What a final we have in the Ukraine capital of Kiev on Sunday evening. Two very gifted sides will face each other. We have Spain, who almost send the opposition to sleep with their ability to retain such wonderful possession of the ball, against an Italian side that has surprised everybody. They have turned their backs on their normal defensive excellence and counter-attacking game to a far more aggressive attacking one.
Before we talk about the many talented players on show, let us have a look at the two coaches. In the Spanish corner we have Vincente del Bosque, a rather quiet unassuming type of guy who has on most occasions packed his side with midfield players and omitted his talented forwards, Alvaro Negredo, Fernando Llorente and Fernando Torres. It is here where he has to change his mindset.
[Martin Rogers: Breaking down the Euro final]
The Italians will love it if the game is played in front of them. It was only in the latter stages of their first meeting when Del Bosque introduced Torres, who had two or three good opportunities with his ability to run in behind the Italian defence. In the Italian corner we have Cesere Prandelli; for me, he’s been the outstanding coach of the tournament. Prandelli has successfully used three different formations.
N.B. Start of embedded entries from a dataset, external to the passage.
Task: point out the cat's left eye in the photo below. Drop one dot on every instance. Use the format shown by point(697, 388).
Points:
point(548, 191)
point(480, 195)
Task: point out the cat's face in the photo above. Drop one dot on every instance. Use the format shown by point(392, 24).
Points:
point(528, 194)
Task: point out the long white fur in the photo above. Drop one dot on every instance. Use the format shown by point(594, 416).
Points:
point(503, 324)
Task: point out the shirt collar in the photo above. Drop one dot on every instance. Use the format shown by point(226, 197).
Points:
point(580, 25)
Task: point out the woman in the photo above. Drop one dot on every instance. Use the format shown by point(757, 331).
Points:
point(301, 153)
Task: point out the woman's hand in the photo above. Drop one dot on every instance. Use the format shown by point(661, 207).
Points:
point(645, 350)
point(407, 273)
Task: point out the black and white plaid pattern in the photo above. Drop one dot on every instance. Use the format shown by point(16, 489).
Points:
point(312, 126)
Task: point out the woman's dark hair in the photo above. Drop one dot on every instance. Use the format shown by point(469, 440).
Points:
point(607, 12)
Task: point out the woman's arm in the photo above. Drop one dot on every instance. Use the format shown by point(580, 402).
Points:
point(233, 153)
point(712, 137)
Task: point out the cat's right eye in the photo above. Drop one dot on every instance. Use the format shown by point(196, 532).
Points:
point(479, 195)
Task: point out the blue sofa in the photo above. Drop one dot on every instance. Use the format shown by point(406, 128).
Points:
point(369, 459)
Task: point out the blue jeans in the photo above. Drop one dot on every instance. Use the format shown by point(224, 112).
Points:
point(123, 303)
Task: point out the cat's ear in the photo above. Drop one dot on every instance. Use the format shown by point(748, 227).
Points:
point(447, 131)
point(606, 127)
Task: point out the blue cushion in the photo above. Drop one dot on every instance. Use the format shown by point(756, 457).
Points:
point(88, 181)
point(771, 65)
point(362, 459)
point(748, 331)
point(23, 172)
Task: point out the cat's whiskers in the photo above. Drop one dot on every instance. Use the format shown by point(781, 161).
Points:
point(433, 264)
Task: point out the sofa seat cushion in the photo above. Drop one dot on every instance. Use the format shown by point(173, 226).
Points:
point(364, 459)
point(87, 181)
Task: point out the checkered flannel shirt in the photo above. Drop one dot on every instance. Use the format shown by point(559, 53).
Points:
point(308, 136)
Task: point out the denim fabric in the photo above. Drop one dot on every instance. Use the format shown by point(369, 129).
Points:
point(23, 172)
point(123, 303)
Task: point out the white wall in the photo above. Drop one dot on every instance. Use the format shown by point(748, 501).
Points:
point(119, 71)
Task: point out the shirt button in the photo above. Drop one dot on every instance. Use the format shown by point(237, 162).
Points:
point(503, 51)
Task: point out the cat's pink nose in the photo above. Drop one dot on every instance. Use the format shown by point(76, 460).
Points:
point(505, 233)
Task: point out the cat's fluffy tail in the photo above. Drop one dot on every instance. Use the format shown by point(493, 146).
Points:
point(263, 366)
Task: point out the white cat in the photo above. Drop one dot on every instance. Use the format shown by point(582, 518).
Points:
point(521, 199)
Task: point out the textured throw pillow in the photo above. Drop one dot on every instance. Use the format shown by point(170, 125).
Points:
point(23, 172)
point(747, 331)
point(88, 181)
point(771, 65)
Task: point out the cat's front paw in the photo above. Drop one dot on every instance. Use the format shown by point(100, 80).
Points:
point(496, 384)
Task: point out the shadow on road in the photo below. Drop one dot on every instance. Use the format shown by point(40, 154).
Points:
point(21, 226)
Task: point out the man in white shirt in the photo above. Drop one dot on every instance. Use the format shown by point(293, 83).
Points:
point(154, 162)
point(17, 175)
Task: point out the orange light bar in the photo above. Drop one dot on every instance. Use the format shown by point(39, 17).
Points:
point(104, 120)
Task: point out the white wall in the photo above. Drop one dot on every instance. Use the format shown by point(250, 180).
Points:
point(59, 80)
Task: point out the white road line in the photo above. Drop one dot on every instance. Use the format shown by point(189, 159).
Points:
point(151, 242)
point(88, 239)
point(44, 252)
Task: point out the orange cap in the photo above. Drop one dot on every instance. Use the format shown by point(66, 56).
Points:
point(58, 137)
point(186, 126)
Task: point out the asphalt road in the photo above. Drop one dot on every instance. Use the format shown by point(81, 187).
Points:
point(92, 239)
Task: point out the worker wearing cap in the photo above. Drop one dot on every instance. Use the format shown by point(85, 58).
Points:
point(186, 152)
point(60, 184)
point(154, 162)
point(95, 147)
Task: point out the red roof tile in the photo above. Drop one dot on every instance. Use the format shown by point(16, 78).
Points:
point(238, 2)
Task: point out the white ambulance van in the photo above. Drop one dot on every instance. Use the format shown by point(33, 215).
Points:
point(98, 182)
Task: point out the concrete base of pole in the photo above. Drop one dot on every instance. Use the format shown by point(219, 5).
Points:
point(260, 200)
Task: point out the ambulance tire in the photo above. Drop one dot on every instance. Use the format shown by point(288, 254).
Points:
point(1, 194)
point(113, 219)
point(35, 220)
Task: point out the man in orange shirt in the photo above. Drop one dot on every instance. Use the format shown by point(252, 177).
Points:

In the first game versus Spain he went with a 3-5-3 (I believe he will use this in the final), then a 4-4-2 and a four diamond two. No other nation has been so bold.
[Dirty Tackle: Prandelli celebrated victory over Germany with a beer]
In their semifinal versus Germany I felt Joachim Loew played into their hands by selecting the more static Mario Gomez in place of Miroslav Klose who has great movement and mobility. We will have so many talented players on show and over the last 30 days they would have become household names. Two of the world’s top goalkeepers, Gigi Buffon and Iker Casillas, have been brilliant for the Italians and Spaniards respectively, but it is in the midfield where this game could be won or lost. Spain have the wonderful combination of Alonso, Sergio Busquets, Xavi and Andres Iniesta. The Italians have Claudio Machisio, Daniele De Rossi and Thiago Motta. They also boast the brilliant conductor of this Italian orchestra, Andrea Pirlo. He has been wonderful with his ability to give his teammates a sense of serenity in their play and at the tender age of 33 he will play his sixth game, a testimony to his fitness levels.
In attack it's difficult to talk about the Spanish because they have relied in the main on their midfielders to create and score. Italy of course are totally different. In every system Prandelli has used, there has been one constant, two forwards - Antonio Cassano and Mario Balotelli. The latter has been very good, his two goals against Germany being of the fantastic variety.
I for one cannot wait for this final. So many times in the past, finals have been played in a far too cautious manner but I’m guessing this one will be different. It is in the selections of the two teams that intrigues me. If Spain go without a forward I feel it will give Italy the upper hand. Italy will most likely go with the same 3-5-2 formation with which they opened the tournament in that 1-1 draw with the Spaniards.
So, I am going to stick my neck out and go against the tournament favourites. It's Italy for me!